To tackle a fifth Covid wave while balancing the tourism dollar,
Thailand has suspended its Test & Go no-quarantine scheme
indefinitely, but opened three more regions to foreign tourists starting
11 January 2022.
According to Public Health Ministry officials, most new Omicron
infections have come from travellers entering under the Test & Go
scheme — which started in November 2021, but suspended on 22 December.
It has welcomed some 350,000 tourists as of 11 January 2022.
Only Phuket remained open under the Sandbox programme.
The three newest regions to reopen are prominent beach resort
favourites Krabi, Phang Nga, and Koh Samui (only Ko Samui, Ko Pha-ngan,
and Ko Tao), joining Phuket to welcome international travellers who are
free to travel anywhere in the Kingdom — after first finishing their
mandatory 7-day stay in one of the Blue Zone Sandbox destinations.
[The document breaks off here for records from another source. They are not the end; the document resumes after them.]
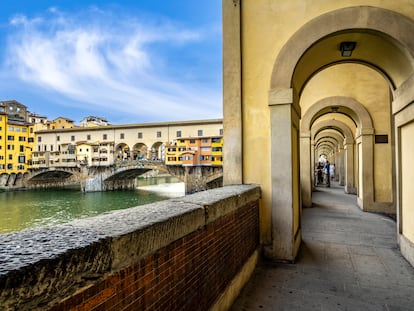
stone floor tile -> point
(349, 260)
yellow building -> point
(199, 151)
(16, 138)
(62, 123)
(305, 79)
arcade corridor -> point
(349, 260)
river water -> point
(34, 208)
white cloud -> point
(111, 64)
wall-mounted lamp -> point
(347, 47)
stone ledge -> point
(44, 265)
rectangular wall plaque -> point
(381, 139)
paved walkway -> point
(349, 261)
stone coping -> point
(150, 227)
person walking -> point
(326, 173)
(332, 170)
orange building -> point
(200, 151)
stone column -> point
(286, 230)
(366, 165)
(349, 167)
(232, 98)
(307, 169)
(340, 166)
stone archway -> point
(284, 109)
(348, 146)
(292, 63)
(339, 160)
(364, 139)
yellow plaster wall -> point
(370, 89)
(266, 27)
(407, 180)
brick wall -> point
(187, 273)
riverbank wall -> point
(189, 253)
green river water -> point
(34, 208)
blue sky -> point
(127, 61)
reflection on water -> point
(34, 208)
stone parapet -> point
(180, 253)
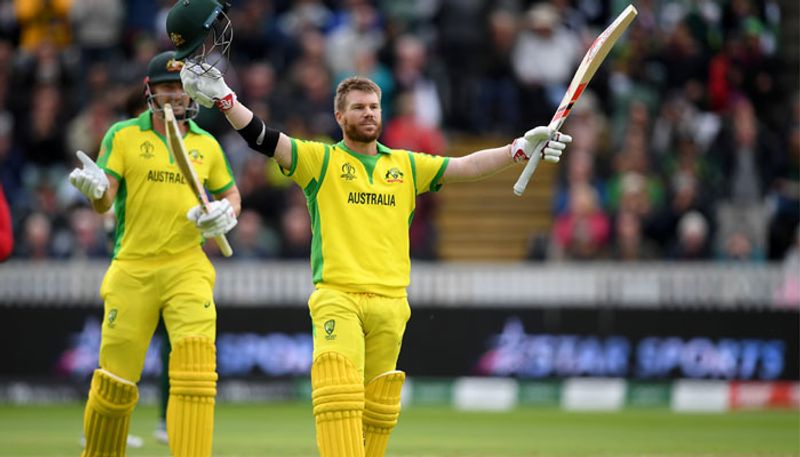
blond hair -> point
(354, 83)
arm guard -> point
(259, 137)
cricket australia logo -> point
(196, 156)
(348, 172)
(174, 66)
(112, 317)
(146, 149)
(393, 175)
(329, 327)
(177, 39)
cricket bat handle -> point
(222, 242)
(527, 172)
(224, 246)
(533, 162)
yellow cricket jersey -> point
(153, 196)
(361, 207)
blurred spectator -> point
(544, 59)
(257, 34)
(43, 20)
(43, 133)
(738, 247)
(250, 240)
(788, 293)
(86, 130)
(692, 241)
(405, 132)
(685, 196)
(459, 33)
(87, 241)
(498, 109)
(581, 233)
(304, 15)
(745, 154)
(633, 160)
(630, 243)
(367, 64)
(411, 74)
(36, 243)
(785, 195)
(259, 194)
(45, 66)
(685, 61)
(295, 228)
(580, 171)
(97, 27)
(360, 34)
(6, 228)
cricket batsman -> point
(158, 267)
(361, 197)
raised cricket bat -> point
(591, 62)
(175, 142)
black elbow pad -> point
(259, 137)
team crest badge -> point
(196, 156)
(329, 327)
(394, 175)
(112, 317)
(177, 39)
(146, 150)
(348, 171)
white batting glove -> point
(204, 83)
(219, 220)
(551, 143)
(91, 180)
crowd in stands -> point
(686, 146)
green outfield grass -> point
(282, 430)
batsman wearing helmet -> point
(361, 197)
(158, 267)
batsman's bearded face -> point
(361, 119)
(172, 93)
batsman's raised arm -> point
(486, 162)
(98, 186)
(205, 84)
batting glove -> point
(91, 180)
(552, 145)
(219, 219)
(205, 84)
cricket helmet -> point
(189, 23)
(165, 68)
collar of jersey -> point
(145, 122)
(381, 149)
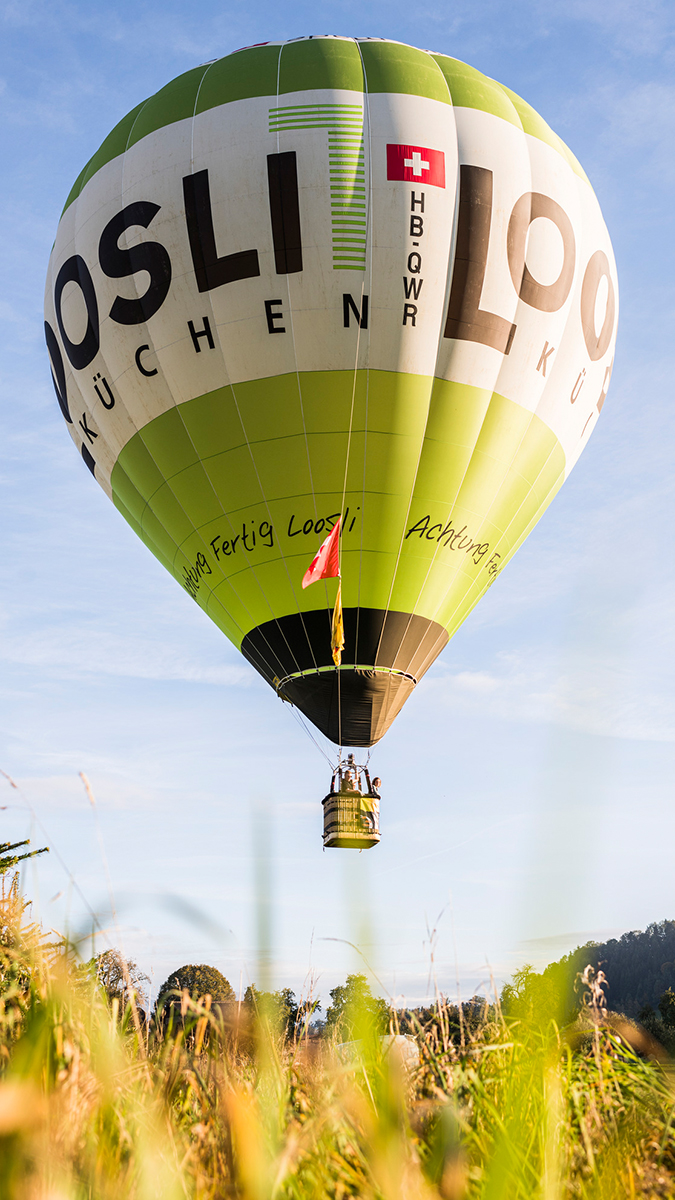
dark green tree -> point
(354, 1011)
(280, 1008)
(197, 981)
(667, 1007)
Travellers must also take note of a list of pre-arrival requirements,
including but not limited to: a Thailand Pass which can be applied free
of charge here, a RT-PCR lab test indicating a negative result 72-hours
before flight, a minimum of a US$50,000 insurance policy, fully
vaccinated status, pre-payment for hotel accommodation or quarantine,
and two mandatory RT-PCR tests.
And the pre-payment list continues.
Starting April, Thailand is planning to collect a 300-baht (US$9)
entry fee from foreign travellers, which would go towards developing
local attractions and accident insurance cover for those unable to pay
their own costs.
"Part of the fee will be used to take care of tourists. We've
encountered times when insurance didn't have coverage for tourists ...
which became our burden to take care of them," said Tourism Authority of
Thailand governor Yuthasak Supasorn to Reuters on 12 January.
The new fee will be factored in with flight tickets.